Bodie found the staircase and studied the layout. They hadn’t had time to locate every security measure, so were having to wing it more than he was comfortable with. Still, experience counted for much.
They descended to the bottom floor of the highest building, which stood entirely in darkness. Now they would have to traverse the bridge that joined it to the lower building. There was no other way down, thus the team saw this as the greatest risk.
Gunn scanned the way ahead with an infrared detector. Jemma snooped for an alarm system by checking for control panels or monitors, searching for any sign of technology. In seconds, they had found what they were looking for: interior cameras and beams linked to an internal system. Gunn set about hacking it, working fastidiously at first but then starting to frown.
Bodie tapped him on the shoulder. “Problem?”
“Yeah, they’ve wired in extra redundancies that I can’t hack. Not enough time.
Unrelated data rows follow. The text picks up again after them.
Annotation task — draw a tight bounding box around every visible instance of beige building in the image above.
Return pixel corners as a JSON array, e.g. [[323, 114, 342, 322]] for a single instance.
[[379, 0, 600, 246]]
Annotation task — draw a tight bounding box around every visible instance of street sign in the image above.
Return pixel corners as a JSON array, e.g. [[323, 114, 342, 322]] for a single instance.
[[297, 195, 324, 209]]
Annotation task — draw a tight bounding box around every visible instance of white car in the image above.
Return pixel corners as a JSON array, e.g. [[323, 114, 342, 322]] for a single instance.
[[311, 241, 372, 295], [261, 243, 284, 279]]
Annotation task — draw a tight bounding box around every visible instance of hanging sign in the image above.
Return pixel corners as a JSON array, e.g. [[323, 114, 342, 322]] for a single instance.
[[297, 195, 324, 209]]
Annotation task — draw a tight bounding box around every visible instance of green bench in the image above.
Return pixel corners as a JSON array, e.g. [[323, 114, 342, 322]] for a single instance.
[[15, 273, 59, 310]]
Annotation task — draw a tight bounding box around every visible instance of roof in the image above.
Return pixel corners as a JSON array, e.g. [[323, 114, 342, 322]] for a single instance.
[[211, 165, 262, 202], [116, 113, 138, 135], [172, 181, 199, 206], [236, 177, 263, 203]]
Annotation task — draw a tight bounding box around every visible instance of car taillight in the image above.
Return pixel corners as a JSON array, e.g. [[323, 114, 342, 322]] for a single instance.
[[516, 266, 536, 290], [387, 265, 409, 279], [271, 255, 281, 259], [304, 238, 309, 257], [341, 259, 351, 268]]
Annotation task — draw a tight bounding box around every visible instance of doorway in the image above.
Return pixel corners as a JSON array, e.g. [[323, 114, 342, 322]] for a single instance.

I can force my way in, but it could set off an alarm.”
“Shit, what are the odds?”
Gunn waved a hand. “Fifty-fifty.”
“Says the best hacker in the business,” Cassidy said with disappointment.
“I never said that, Cass,” Gunn snapped back.
Bodie felt the sweat beading on his brow. “If the alarm goes off, how long until someone gets here?”
“Apart from the owner? Well, we’re in the middle of bloody nowhere.”
“That’s what I thought you’d say.” Bodie stared at the others for a second, all but Cross appearing just a little anxious. “Do it. Everyone else get ready to run just in case.”
“We’re not leaving now,” Jemma said.